Disobeying a “lawful order” is “punishable by a dishonorable discharge” and penalties including prison and even “death.”
And if an order is “legally ambiguous,” its legality can only be determined at court-martial.
More: “There is no general, affirmative legal duty to disobey an unlawful order,” and the acclaimed “Nuremberg principle was true for those trials of Nazi officials but has since been narrowed.”
In sum, “the law’s message is simple: Obey and you are likely protected; disobey and you shoulder the risk.”
Libertarian: A Food-Price Win for Americans
“The share of their incomes that average Americans devote to paying for food has fallen steeply over the last 100 years,” cheers Reason’s Ronald Bailey.
“This happy development stems from two long-term trends: rising incomes and falling food prices.”
“In 1929, Americans spent 23.4 percent of their after tax-personal disposable income buying food”; today, “Americans spend 4.9 percent of their incomes on food at home and 5.5 percent on food away from home, such as dining out at restaurants.”

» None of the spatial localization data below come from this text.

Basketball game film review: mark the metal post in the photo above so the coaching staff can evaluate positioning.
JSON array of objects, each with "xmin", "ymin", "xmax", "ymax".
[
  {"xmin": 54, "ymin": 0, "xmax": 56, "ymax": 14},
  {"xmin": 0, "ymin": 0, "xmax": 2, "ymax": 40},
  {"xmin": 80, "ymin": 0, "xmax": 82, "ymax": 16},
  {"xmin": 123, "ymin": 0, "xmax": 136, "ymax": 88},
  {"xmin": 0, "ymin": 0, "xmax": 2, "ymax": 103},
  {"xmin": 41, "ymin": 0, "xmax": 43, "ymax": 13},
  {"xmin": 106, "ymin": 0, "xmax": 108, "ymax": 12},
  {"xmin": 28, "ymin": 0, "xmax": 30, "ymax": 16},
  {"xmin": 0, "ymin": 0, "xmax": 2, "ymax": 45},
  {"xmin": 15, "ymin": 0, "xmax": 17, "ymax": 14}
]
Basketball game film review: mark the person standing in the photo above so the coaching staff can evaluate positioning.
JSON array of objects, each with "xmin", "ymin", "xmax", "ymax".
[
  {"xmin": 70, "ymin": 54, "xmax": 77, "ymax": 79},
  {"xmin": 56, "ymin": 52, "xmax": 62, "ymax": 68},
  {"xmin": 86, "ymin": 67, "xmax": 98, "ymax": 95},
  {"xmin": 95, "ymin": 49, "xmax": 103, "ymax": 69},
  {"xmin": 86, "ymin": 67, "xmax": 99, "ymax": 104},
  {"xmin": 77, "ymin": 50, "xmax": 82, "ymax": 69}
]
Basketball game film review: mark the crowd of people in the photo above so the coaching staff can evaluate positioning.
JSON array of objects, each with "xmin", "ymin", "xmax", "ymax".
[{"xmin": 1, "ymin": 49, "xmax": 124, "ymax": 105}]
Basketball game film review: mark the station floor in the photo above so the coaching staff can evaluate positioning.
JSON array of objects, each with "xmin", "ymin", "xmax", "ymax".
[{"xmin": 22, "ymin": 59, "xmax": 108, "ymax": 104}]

Thus: “As their incomes rise, Americans spend more money on food but it represents a smaller share of their income.”
So, despite the 2020-’24 jump in food prices, “the century-long trend has been falling prices for food staples.”
Conservative: In Immigration Policy, Facts Matter
“Progressives have suggested” that reporting “about widespread fraud committed by Somalis in Minnesota” is “racist,” notes City Journal’s Chris Rufo, especially because it led the White House to revoke protected status for Somali migrants.
But “facts should not be measured as ‘racist or not racist,’” when it is true that a small Somali community “stole billions in funds.”
Until recently, “Americans have been loath to address” the question of “different behaviors and outcomes between different groups,” but “different groups have different cultural characteristics.”
America has “expected Somalis to play by the rules”; some “have certainly done so,” but many have not. “A rational government would amend its policies accordingly.”
We should “recognize cultural norms as a reasonable measure of capacity to assimilate and to contribute.”
Liberal: Voters Want Affordability Solutions
“It’s easy to campaign on angry sentiments about the economy and affordability,” but harder to craft policies that “help voters cope with high costs in a timely fashion and reduce overall anxiety,” cautions The Liberal Patriot’s John Halpin.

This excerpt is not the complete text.